長崎市で教師だった頃、地元の長崎新聞のコラム「うず潮」に月に1度、3年間ほどエッセーを連載させていただいていました。
この得難い仕事を通して、私は文章を書くことにだんだん魅せられていきます。
当時は思いもよらなかったのですが、このエッセー連載を機に、教師をやめて、文章を書く仕事をすることになります。
その後、幸運にも本を何十冊も出版していただけるようになったのですが、ご紹介する新聞記事は、その原石となったのです。
ファミリ-フォ-カス
「ファミリ-フォ-カス」とは、新聞を活用した家庭教育の一つである。今、欧米を中心に世界中で広がりつつある。
やり方は簡単である。子供といっしょに新聞の興味深い記事や写真を見ておしゃべりをするだけ。家族との会話の中で、子供は新聞が提供する社会的な事象に興味をもち視野を広げるようになる。そして次第に自ら思考し判断する力をつけていくのである。
私が担任する小学二年生のクラスでは、昨年六月から「ファミリ-フォ-カス」を続けている。子供たちは、その時の記事をはりつけた「新聞スクラップ」を週に一度担任へ提出する。
先日、K君の「新聞スクラップ」には、次のような感想がそえてあった。
「この新聞の子どもたちはわらってうつっているけれど、すごくかわいそうです」
K君が選んだ記事は「厳寒のカフカスで チェチェン避難民-寒さが子供を直撃-」であった。
「ぼくたちがすんでいるところよりも、もっとさむいところにすんでいるのに、こたつやスト-ブもないそうです。せんそうのためにこんな人がたくさんいるそうです。ぼくはときどきおかしやおもちゃを買ってもらっているけれど、この子たちのことを思うとがまんしようという気もちになりました。本当にせんそうがなくなって平和なせかいになってほしいです」
三日後、Kくんはお母さんと妹とで買い物に出かけた。「妹はおかしを買ったけど、ぼくは買いませんでした」と、その日の日記に書いていた。やはり、新聞で見た、そして話に聞いたあの子供たちのかわいそうな笑顔が忘れられなかったらしい。
新聞は社会の縮図であり、社会への開かれた窓でもある。次代を担う子供たちが、しっかりした目で情報を読みとり、社会に主体的に働きかけていく大人になるために、新聞は重要な教材である。

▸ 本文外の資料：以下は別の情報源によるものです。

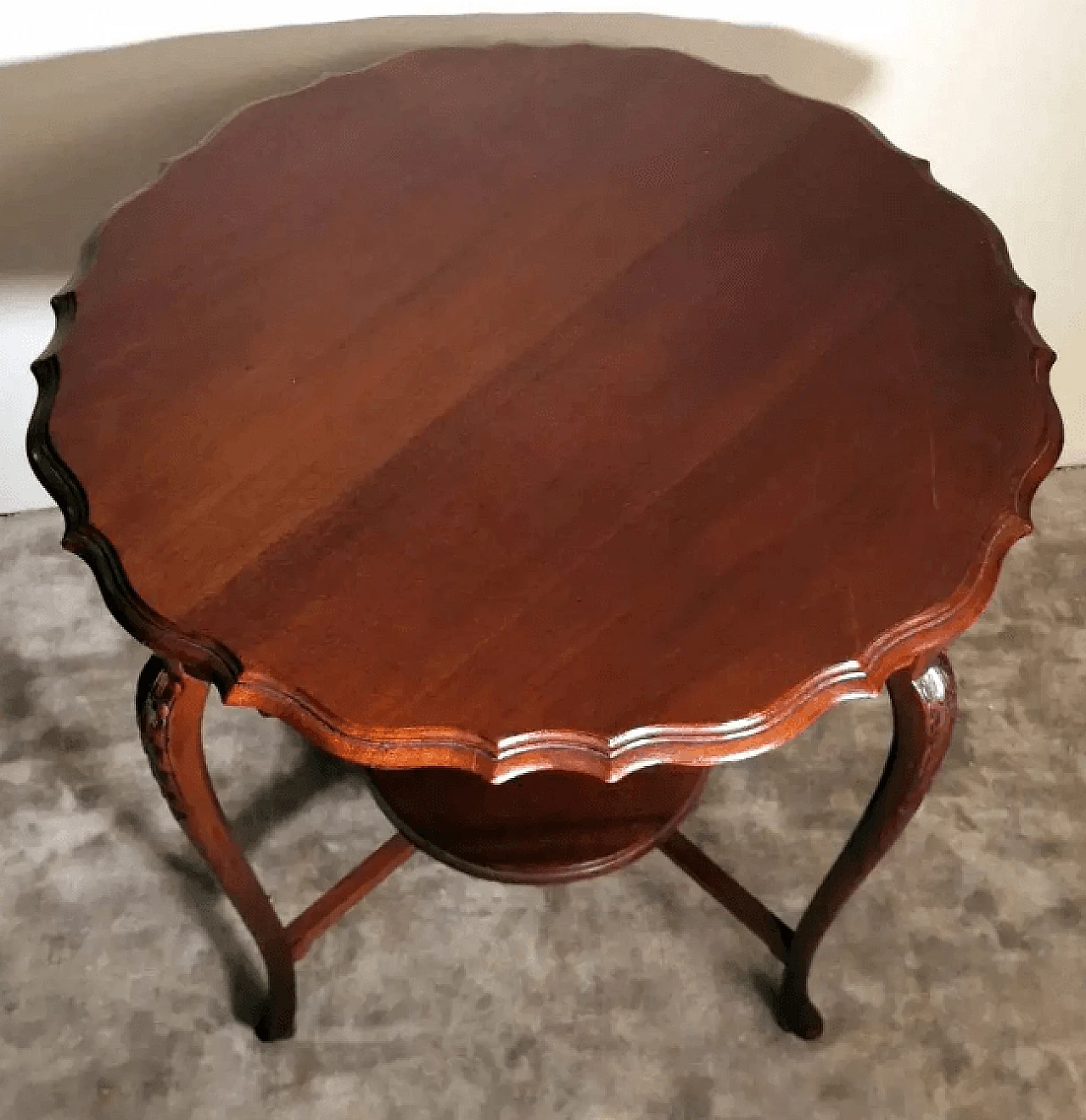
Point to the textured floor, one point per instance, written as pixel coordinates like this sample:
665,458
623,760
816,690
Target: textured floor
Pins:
954,984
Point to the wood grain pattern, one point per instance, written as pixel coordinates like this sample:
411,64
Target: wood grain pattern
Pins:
551,826
518,408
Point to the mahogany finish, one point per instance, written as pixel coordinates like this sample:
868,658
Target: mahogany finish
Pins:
547,826
546,408
513,419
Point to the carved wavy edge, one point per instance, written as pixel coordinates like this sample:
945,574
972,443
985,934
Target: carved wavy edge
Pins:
910,645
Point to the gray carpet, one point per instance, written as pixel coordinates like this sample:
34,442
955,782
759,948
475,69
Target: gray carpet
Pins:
954,984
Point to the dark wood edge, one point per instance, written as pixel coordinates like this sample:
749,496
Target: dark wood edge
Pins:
910,643
560,872
771,931
321,916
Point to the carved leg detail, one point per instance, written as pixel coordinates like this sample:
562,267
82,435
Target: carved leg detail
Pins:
924,713
171,710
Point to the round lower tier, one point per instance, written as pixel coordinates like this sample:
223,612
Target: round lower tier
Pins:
546,826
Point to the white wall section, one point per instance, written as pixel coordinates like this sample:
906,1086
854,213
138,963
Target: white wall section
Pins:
93,97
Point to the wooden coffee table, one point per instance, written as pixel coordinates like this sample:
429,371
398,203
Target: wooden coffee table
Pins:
538,429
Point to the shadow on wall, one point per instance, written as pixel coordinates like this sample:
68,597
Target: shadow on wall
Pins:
84,132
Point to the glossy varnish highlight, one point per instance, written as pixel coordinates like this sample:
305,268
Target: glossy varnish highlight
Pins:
546,408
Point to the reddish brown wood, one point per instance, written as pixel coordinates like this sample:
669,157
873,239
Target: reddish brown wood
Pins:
171,709
352,888
924,714
544,408
549,826
759,920
533,410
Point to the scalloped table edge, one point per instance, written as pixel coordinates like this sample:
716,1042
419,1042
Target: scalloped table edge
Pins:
911,644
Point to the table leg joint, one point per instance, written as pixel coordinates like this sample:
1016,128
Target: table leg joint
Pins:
322,914
736,899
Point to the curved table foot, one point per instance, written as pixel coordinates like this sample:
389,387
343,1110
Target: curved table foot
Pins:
924,713
171,710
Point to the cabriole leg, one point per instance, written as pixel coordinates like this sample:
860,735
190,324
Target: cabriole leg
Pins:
171,710
924,713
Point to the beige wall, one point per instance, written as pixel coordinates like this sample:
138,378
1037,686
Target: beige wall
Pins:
994,93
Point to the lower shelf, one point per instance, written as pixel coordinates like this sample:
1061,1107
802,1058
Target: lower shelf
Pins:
546,826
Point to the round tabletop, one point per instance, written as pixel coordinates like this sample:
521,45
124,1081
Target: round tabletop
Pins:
522,408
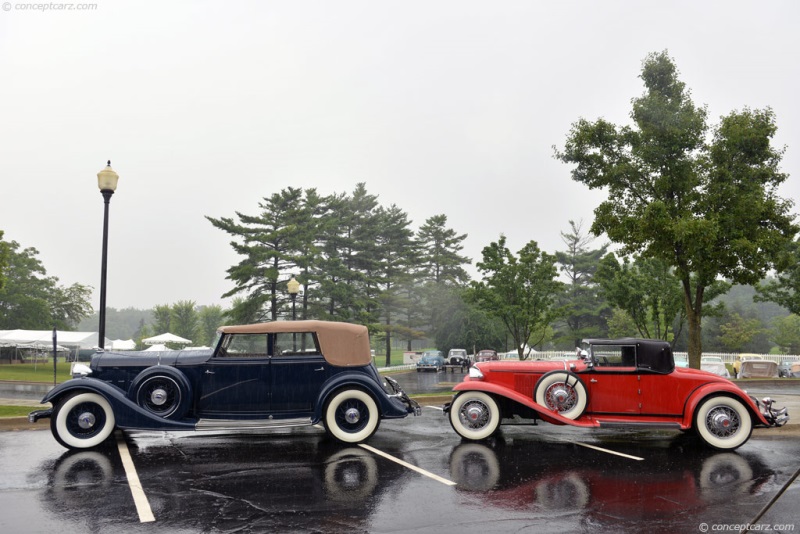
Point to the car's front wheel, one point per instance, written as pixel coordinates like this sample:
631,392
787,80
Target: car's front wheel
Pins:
160,395
82,420
474,415
723,422
562,392
351,416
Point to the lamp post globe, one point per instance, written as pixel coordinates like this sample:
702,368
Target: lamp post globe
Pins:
293,286
107,180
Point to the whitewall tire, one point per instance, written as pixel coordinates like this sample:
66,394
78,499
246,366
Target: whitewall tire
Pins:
474,415
562,392
82,421
723,422
351,416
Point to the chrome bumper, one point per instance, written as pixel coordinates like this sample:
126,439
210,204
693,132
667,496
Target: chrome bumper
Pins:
39,414
412,405
775,417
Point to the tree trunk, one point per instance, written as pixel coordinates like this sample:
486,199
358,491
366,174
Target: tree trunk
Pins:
694,317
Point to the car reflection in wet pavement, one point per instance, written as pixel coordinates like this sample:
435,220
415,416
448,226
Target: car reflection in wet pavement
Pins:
615,494
523,480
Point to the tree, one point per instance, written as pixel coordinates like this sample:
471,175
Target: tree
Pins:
786,333
29,299
586,309
4,253
520,291
396,260
272,245
738,332
785,289
210,318
184,320
162,318
440,261
708,208
464,325
648,292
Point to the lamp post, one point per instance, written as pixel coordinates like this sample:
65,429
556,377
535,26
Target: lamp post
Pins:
107,182
293,286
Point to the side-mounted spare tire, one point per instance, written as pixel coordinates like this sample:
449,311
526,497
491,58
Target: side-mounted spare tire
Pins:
563,392
82,420
351,416
163,391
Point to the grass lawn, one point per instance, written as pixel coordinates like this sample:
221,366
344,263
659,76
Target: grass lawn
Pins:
40,372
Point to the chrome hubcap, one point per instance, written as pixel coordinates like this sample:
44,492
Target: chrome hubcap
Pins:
86,420
722,421
352,416
560,397
474,413
158,397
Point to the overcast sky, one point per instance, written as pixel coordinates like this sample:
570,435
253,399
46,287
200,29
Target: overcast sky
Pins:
440,107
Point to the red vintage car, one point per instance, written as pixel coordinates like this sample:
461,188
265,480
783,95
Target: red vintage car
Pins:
620,383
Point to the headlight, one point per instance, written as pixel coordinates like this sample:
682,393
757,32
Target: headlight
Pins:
79,369
475,373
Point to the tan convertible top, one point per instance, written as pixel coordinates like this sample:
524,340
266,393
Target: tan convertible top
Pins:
342,344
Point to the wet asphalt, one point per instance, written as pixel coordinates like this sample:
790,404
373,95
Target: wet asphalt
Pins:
415,475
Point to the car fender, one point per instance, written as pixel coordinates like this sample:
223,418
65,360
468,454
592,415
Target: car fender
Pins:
389,407
127,413
717,388
501,391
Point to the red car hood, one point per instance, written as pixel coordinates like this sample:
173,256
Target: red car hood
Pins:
528,366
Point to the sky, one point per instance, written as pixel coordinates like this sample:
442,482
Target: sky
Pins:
438,106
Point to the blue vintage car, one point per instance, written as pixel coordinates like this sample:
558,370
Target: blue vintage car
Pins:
257,377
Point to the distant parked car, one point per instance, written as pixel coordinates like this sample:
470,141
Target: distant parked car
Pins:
621,383
714,364
432,360
789,369
737,364
257,377
458,357
759,369
486,355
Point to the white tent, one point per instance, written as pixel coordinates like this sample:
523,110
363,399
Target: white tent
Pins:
123,344
80,340
166,338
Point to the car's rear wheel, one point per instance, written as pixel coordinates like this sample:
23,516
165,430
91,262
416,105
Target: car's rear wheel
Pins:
82,420
723,422
562,392
474,415
351,416
160,395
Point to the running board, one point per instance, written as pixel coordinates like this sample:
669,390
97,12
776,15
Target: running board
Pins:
250,424
624,424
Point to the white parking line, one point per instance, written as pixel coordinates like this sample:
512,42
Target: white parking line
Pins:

家庭でも学校でも、子供たちの「生きる力」は身近なところから育てていけるように思う。
2000年3月5日「長崎新聞」
読み聞かせ
「人の話をしっかり聞いてほしい」と子供に願わない親はまずいない。情報の多くは聞くことで得ることができる。また、人の話を聞いて相手を理解することは思いやりにもなる。学力を獲得するという面でも、聞く力は、読み書き以前の基礎的な能力である。
ところが、この頃の子供は、聞く力が弱いと言われる。自分本意のおしゃべりは得意だが、落ち着きがなく、人の話をきちんと聞く力に乏しい。ことにテレビやファミコン漬けの子供にその傾向は強い。
「しっかり話を聞きなさい」と何度注意しても、一時的にはできるが長続きはしない。聞く力の土台となる集中力や持続力が弱いからである。
そこで、お薦めしたいことがある。ご家庭や学校での「読み聞かせ」である。
時間は十分ほどでいい。絵本や童話を読んでやる。続けると、必ずや子供に聞く力や集注中力が養われる。感動をさそう物語なら、情感豊かな子供に育つ。文字や本に興味をもち、読書好きの子供にもなる。
先日、「読み聞かせが高校球児を伸ばす」という新聞記事を読み、高校生でもそうか、と思った。静岡県のある高校野球部では、週に一度朝、講師による小学生向け絵本の「読み聞かせ」を続けてきた。「守備のフォ-メションを説明した時、正確に理解できない子が多かった。きちんと人の話を聞き、イメ-ジする訓練が必要と感じた」というのが動機である。
望外の成果があったそうだ。ミ-ティングでの聞く態度が養われ、絵本での感動体験を通じて優しさを学び、チ-ムの結束力も高まった。試合中の集中力と落ち着きが増し、昨夏の県大会では、準優勝という快進撃につながった。
昨年度、小学二年生の私のクラスでは、「準優勝」はしなかったが、毎度毎度、子供たちの輝く瞳があった。子供たちは楽しい話には笑い、悲しい話には涙を流した。
「読み聞かせ」は、子供たちの豊かな心を育て、将来の「快進撃」につながる教育なのである。